Clissold, Gillian Rosalind Gunn
(2001)
Coercion versus co-optation: Western relations with the MPLA and FRELIMO from 1956 to 1976.
PhD thesis, London School of Economics and Political Science.
Abstract
This thesis analyses the development of Western relations with the Popular Movement for the Liberation of Angola (MPLA) and the Front for the Liberation of Mozambique (FRELIMO) from 1956 to 1976. It concludes that nationalist attitudes were influenced by eleven factors, of which only one--perception of Western policies--was consistently present in every time period. Even when a movement was becoming increasingly hostile to the West due to other factors, perception of a friendly Western attitude was capable of producing a positive nationalist response.

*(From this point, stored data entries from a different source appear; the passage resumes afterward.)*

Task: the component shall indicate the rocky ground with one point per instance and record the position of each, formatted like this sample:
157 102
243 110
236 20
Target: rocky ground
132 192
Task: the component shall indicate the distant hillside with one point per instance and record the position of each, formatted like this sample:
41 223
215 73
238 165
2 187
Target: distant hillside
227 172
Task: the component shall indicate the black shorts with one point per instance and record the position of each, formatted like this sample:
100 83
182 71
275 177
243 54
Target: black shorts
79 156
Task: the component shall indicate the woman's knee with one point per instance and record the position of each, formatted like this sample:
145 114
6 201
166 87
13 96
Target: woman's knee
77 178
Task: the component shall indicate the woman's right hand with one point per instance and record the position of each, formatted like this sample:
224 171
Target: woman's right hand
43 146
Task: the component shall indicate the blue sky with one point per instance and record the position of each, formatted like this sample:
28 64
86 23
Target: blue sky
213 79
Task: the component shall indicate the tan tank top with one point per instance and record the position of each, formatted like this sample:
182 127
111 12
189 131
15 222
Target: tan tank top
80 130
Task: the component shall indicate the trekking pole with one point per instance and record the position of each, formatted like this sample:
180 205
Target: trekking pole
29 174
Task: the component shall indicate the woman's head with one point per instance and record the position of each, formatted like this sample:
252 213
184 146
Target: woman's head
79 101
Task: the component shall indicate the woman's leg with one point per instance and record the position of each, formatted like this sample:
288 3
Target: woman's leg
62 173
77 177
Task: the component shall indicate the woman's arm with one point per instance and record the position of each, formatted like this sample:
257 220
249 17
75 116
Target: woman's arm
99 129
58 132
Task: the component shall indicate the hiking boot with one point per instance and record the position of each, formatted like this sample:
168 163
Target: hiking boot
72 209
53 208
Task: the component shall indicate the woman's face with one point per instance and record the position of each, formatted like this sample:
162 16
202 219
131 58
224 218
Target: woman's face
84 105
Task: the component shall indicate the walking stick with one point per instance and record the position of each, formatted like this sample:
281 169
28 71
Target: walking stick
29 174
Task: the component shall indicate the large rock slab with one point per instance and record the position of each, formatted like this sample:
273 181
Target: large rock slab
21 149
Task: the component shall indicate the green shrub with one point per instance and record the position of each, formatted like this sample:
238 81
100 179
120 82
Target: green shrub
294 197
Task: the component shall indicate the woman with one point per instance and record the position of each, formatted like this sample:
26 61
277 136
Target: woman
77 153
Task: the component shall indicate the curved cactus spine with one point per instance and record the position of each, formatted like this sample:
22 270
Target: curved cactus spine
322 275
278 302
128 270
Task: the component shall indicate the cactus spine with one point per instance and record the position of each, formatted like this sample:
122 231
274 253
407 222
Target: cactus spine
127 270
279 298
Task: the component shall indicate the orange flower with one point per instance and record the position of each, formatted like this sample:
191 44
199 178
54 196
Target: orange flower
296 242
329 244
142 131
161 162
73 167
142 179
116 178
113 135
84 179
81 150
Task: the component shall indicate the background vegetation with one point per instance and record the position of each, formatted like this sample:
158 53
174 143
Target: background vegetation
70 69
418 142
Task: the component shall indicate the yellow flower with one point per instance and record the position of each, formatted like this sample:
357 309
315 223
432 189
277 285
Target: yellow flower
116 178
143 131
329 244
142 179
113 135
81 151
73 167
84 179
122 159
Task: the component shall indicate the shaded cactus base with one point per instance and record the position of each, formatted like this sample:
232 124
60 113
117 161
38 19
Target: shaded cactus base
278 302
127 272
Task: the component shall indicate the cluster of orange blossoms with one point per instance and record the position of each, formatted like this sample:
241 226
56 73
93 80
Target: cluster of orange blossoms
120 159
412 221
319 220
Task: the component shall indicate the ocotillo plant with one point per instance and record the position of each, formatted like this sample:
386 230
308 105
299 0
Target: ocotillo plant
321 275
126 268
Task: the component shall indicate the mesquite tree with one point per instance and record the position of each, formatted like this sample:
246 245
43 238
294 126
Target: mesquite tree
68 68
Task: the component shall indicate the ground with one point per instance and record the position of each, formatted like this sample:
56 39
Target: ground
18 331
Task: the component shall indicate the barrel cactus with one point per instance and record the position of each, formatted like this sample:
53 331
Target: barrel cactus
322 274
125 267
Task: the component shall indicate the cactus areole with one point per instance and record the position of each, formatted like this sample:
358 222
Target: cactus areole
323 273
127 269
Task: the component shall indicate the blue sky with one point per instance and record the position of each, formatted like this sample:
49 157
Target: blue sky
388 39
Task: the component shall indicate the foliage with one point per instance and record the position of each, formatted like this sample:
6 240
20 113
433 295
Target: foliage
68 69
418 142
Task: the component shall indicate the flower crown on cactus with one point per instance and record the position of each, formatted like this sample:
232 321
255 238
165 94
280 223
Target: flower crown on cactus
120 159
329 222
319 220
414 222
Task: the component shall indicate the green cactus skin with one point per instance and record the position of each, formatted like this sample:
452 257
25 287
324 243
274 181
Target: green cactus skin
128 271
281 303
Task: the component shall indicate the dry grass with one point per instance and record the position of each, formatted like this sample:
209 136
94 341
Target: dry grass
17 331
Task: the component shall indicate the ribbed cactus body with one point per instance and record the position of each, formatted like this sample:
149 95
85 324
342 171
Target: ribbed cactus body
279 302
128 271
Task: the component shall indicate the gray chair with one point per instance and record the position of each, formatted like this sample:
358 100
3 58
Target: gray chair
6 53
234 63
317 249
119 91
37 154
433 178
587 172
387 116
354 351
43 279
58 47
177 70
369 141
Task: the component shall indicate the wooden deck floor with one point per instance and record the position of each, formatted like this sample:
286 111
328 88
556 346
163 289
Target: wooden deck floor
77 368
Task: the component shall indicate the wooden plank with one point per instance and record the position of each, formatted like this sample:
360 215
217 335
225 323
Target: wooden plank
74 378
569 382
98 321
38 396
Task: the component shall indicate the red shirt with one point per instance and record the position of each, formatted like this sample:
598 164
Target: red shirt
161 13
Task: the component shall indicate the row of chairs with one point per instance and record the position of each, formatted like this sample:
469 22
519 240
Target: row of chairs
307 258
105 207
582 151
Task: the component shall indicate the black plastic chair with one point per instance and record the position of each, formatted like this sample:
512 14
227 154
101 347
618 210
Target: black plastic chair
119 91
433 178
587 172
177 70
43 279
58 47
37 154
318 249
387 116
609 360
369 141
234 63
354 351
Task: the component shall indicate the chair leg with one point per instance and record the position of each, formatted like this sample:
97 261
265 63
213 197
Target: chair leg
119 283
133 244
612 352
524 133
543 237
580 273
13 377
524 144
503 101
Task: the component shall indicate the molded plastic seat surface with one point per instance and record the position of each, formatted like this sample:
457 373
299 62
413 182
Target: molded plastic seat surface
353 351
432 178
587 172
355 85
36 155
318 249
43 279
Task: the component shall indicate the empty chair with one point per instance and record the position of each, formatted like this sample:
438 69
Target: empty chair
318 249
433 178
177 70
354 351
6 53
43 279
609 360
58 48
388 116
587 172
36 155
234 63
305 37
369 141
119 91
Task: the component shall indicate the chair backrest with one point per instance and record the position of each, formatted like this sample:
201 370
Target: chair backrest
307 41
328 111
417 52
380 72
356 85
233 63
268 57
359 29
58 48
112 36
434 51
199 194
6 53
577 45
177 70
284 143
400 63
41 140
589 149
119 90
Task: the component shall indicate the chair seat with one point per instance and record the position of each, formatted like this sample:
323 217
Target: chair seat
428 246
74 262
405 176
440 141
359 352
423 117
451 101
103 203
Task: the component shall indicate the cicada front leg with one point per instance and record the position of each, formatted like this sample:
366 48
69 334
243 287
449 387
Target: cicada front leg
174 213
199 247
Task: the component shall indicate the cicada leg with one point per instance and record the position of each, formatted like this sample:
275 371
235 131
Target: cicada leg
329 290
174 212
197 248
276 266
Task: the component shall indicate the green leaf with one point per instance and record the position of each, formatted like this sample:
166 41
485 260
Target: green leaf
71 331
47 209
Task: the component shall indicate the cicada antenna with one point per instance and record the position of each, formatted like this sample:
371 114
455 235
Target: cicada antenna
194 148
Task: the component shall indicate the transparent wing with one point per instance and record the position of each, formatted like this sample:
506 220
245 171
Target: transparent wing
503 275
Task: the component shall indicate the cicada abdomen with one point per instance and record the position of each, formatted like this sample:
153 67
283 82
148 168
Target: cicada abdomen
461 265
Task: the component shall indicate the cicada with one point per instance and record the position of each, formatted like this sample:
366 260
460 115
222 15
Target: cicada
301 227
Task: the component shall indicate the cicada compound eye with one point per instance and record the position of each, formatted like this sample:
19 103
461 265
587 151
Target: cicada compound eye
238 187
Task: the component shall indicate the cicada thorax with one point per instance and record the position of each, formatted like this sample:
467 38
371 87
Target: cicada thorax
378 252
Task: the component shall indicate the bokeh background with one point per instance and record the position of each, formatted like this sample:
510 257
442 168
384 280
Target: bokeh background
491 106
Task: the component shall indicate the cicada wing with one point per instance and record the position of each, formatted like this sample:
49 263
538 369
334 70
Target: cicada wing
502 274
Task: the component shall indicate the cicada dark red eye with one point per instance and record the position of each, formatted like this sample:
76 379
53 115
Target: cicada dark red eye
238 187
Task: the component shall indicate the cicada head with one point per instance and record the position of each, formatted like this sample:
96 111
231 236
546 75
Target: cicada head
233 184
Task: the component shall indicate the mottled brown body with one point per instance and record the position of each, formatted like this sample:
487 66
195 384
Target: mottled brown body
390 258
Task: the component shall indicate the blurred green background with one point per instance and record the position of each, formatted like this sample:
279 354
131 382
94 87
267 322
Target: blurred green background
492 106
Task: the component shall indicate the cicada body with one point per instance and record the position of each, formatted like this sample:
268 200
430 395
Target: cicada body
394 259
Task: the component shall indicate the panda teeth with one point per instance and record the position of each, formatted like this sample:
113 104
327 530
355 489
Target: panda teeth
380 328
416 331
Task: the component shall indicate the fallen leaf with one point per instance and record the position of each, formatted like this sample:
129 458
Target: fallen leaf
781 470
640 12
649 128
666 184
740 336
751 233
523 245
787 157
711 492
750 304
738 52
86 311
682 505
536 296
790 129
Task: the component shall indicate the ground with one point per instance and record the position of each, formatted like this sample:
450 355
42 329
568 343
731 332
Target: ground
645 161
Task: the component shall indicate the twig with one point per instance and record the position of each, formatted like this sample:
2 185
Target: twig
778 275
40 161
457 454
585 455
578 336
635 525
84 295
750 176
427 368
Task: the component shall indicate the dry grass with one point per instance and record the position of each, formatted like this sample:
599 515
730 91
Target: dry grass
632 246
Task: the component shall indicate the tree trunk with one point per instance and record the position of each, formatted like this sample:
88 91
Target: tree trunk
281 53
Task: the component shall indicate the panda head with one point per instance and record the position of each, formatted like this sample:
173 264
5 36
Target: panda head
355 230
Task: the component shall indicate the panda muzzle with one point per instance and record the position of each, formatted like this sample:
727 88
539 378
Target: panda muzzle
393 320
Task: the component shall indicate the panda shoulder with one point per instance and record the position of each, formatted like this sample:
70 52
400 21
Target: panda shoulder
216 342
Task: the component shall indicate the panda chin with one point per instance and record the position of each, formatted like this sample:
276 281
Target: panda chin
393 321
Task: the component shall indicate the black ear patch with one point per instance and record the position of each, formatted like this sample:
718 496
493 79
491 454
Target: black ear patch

Although seven factors shaped Western policies, in general governments reacted in accord with the impact of nationalist policies on interests deemed important. For cold war-focussed countries, a movement's policies were only examined to determine their influence on that international competition. Because both nationalist groups had ties with the socialist world, and because Portugal threatened to deny Western access to the Azores base if the West courted the nationalists, cold war-focussed states such as the United States avoided co-optation initiatives. Those states with wider ties to the area tended to evaluate the impact of the whole spectrum of nationalist policies on regional interests when determining strategies. Countries with broad ties to the region, such as Britain, were capable of overlooking a movement's socialist alliances and adopting co-optation policies if the group was deemed willing and able to further the Western state's interests in the region. The thesis also concludes that co-optation policies would have better protected Western interests than the coercion or neglect strategies so often selected and that such an approach would have produced stronger results in FRELIMO than in the MPLA. However, due to the interplay of other factors, even if subjected to consistently positive Western policies neither movement would have become a close Western ally.